[PR]

 来年、2人の日本人プロボクサーが本場の米国に主戦場を移す。一人は7日にバンタム級(53・5キロ以下)のワールド・ボクシング・スーパー・シリーズ(WBSS)を制した井上尚弥(26=大橋)。軽量級のスターとして乗り込む。もう一人がミドル級(72・5キロ以下)の野中悠樹(41=井岡弘樹)だ。プロ生活20年のベテランは、なぜチャンスをつかめたのか。

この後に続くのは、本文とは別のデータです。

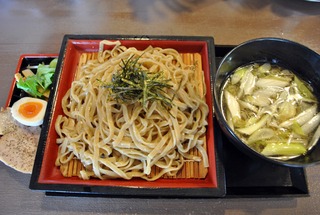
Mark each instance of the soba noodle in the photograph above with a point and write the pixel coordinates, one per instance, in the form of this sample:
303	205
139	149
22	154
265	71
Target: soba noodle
120	140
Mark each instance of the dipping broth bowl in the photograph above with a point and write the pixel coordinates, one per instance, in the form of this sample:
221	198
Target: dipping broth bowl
302	61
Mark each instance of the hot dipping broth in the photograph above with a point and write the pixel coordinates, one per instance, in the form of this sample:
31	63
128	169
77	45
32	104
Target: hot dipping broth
271	110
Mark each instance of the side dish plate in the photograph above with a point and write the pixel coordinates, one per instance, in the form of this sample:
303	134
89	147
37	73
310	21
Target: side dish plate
46	176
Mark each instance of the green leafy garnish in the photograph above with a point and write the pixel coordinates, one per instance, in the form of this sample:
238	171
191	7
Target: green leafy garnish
36	85
132	83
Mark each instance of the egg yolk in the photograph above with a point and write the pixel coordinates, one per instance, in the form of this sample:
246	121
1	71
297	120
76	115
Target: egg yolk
30	109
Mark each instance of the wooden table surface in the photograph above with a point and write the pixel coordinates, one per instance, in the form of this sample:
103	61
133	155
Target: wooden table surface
38	27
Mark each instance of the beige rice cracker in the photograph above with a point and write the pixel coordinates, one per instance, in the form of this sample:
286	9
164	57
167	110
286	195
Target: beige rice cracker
18	145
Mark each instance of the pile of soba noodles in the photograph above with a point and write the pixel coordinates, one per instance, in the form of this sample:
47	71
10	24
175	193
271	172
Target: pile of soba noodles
115	139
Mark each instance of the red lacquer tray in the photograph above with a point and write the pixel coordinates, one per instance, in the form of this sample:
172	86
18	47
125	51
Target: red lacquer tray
46	176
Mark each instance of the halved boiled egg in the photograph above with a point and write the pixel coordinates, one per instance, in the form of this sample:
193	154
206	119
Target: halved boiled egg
29	111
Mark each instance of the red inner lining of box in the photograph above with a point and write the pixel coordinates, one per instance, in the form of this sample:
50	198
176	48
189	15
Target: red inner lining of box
50	174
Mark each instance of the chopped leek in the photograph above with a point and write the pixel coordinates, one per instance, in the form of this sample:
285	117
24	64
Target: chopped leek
304	90
261	134
311	124
233	105
252	128
274	149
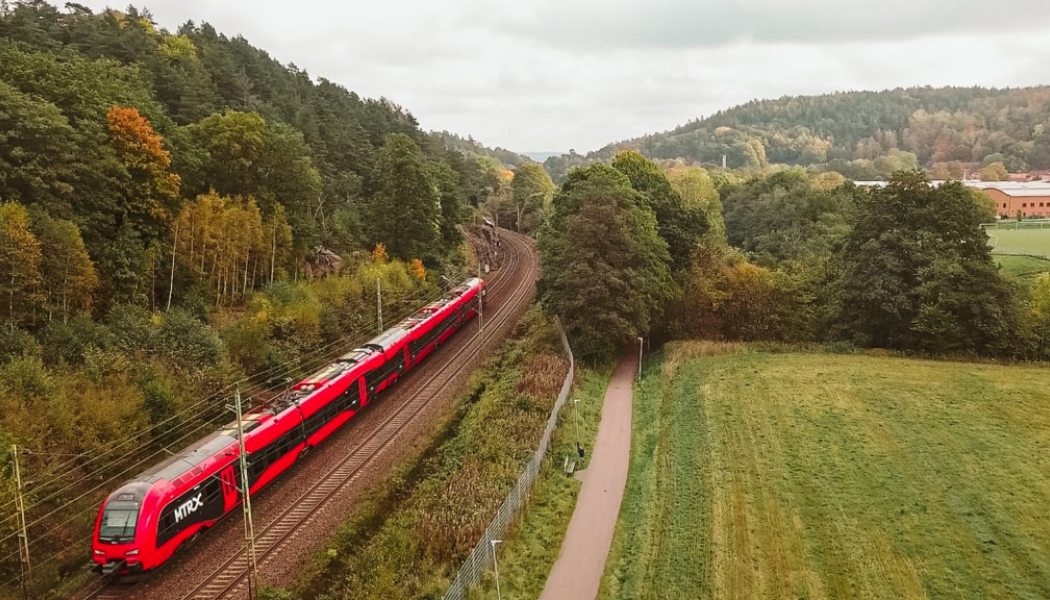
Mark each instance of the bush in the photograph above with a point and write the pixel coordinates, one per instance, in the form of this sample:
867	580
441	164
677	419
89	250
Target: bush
16	343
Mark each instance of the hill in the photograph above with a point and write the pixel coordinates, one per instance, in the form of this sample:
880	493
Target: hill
862	133
471	147
759	475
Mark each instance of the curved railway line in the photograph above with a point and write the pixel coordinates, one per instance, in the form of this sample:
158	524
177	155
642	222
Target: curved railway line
509	291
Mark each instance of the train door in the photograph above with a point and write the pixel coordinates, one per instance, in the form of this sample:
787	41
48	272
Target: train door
229	477
362	395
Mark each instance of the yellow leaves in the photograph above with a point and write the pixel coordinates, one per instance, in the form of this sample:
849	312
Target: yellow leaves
177	46
379	255
223	240
140	147
418	269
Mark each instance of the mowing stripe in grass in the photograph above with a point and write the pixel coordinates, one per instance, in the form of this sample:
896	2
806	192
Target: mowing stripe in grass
823	476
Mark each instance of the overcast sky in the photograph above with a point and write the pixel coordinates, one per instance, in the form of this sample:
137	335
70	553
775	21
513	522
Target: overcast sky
554	75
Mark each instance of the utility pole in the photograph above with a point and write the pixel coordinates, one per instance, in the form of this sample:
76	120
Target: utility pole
23	537
247	504
379	303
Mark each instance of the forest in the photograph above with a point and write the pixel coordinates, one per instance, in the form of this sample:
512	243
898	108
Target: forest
789	256
181	212
949	131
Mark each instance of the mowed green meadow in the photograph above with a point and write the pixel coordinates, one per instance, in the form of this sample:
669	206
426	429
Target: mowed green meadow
764	475
1034	242
1020	267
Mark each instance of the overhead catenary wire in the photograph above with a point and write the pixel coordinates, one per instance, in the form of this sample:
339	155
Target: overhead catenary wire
359	331
316	356
132	468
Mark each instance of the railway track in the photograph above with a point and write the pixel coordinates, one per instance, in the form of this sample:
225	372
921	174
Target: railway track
509	290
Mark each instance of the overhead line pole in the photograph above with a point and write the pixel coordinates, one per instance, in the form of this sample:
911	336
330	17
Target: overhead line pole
23	537
247	504
379	303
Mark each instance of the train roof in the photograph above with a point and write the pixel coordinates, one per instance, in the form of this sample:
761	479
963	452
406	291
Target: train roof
387	338
188	458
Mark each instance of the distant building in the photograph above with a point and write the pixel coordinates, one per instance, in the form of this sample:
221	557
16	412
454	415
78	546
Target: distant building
1030	198
1033	202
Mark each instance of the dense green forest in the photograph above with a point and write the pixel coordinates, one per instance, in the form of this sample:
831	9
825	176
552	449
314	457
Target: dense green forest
790	256
861	135
179	211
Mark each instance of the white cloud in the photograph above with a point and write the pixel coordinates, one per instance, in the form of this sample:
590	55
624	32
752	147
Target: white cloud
550	75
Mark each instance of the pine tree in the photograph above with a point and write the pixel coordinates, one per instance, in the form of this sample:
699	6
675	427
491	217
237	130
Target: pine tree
404	212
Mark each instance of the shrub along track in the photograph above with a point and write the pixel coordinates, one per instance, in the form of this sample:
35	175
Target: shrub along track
305	507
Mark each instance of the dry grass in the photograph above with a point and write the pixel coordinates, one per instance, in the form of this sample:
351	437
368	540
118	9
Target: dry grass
542	376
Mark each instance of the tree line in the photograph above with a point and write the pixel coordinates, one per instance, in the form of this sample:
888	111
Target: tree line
790	256
949	131
165	198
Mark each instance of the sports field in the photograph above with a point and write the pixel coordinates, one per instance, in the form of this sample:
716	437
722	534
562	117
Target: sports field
758	475
1022	267
1034	242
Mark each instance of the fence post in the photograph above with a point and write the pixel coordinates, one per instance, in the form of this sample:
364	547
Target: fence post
476	564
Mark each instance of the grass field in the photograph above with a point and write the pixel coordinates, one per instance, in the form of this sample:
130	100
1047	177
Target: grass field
1034	242
818	476
1022	267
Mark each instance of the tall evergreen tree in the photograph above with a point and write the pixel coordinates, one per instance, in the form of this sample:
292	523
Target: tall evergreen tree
604	267
404	213
532	192
917	272
680	225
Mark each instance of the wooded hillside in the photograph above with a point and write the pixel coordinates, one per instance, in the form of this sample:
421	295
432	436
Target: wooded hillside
864	135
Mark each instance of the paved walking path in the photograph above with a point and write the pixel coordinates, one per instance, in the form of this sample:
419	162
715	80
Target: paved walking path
578	572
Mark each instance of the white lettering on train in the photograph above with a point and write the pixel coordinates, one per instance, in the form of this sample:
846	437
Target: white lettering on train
189	507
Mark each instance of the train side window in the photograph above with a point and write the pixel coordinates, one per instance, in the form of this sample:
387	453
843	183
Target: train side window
213	490
167	522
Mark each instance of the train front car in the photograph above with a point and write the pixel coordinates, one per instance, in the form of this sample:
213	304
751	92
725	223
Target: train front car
120	530
144	522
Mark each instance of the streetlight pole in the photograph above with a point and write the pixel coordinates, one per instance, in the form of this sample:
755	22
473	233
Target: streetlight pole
641	346
575	412
379	304
496	563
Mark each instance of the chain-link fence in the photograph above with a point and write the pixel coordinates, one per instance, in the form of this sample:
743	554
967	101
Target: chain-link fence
481	557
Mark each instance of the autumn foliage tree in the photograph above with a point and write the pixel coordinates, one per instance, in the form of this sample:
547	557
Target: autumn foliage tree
68	275
20	257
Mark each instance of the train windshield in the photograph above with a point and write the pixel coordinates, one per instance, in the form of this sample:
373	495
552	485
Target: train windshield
118	524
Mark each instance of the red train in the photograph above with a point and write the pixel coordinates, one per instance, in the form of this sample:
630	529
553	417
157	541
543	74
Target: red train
143	522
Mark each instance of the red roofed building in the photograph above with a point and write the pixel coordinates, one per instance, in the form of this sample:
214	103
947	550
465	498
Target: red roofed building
1030	202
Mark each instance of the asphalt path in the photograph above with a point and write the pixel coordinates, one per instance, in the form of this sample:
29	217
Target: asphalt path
578	572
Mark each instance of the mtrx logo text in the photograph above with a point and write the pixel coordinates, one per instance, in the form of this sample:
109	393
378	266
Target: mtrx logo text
189	507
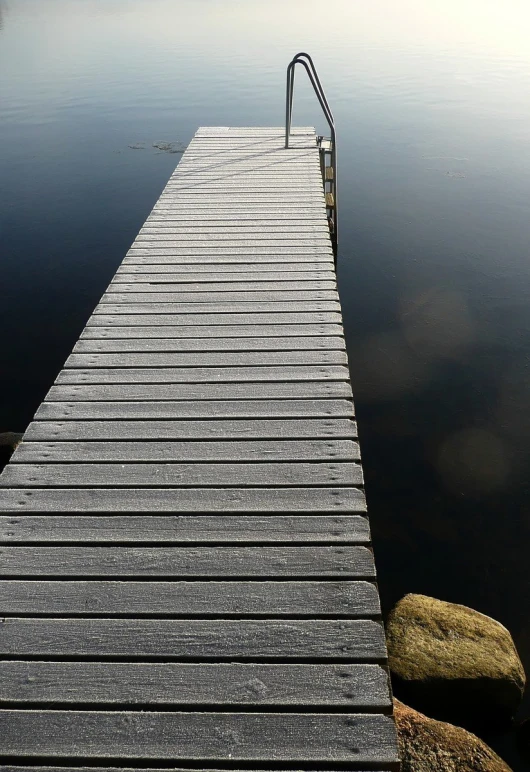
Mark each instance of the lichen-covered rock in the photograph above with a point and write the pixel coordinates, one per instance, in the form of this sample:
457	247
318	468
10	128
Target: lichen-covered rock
523	738
453	662
426	745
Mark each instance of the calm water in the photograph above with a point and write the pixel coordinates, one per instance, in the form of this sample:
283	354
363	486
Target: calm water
431	102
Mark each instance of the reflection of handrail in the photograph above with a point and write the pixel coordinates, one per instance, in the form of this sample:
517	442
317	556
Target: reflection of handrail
307	62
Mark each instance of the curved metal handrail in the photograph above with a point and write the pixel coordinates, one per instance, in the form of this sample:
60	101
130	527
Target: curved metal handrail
307	62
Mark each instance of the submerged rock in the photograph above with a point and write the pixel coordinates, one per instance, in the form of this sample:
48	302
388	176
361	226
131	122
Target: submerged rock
426	745
453	661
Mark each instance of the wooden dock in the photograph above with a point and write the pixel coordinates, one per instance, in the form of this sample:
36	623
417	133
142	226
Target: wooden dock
187	579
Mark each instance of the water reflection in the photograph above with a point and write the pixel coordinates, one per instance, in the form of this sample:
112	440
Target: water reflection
431	101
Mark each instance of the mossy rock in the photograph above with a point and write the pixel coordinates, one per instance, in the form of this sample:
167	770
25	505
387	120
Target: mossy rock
453	661
426	745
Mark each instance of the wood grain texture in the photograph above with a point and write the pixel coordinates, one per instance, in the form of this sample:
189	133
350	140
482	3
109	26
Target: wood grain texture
288	737
115	332
185	566
222	562
253	640
214	343
221	429
201	500
175	598
249	409
215	307
278	374
208	358
203	318
182	529
162	450
270	272
175	474
142	295
206	684
199	391
138	284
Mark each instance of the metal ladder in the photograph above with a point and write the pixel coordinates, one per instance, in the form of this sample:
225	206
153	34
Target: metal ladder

 ジム単位で選手を育成する日本とは違い、米国ではプロモーターが個別に選手と契約。契約選手同士で試合を組むのが主流だ。井上は大手プロモーター、トップランク社と複数年契約。一方の野中も10月31日、大阪市内のジムでGCP社との3年契約を発表した。

 「正式に話が来た時は驚きましたけど、契約できてうれしいですね。どうしても世界戦がやりたくて、どんなことでもすがりつきたい思いでした」

 戦績は34勝(10KO)10敗3分け。何度負けても世界戦のリングに立つことだけに執着してきた。足を使って戦うサウスポーのボクサー型。打たせずに打つタイプで、だからこそ長く現役を続けられる。ボクシングだけでは食べられず、今は清掃業との両立だ。多い日で朝晩計20キロ走るなど情熱は衰えない。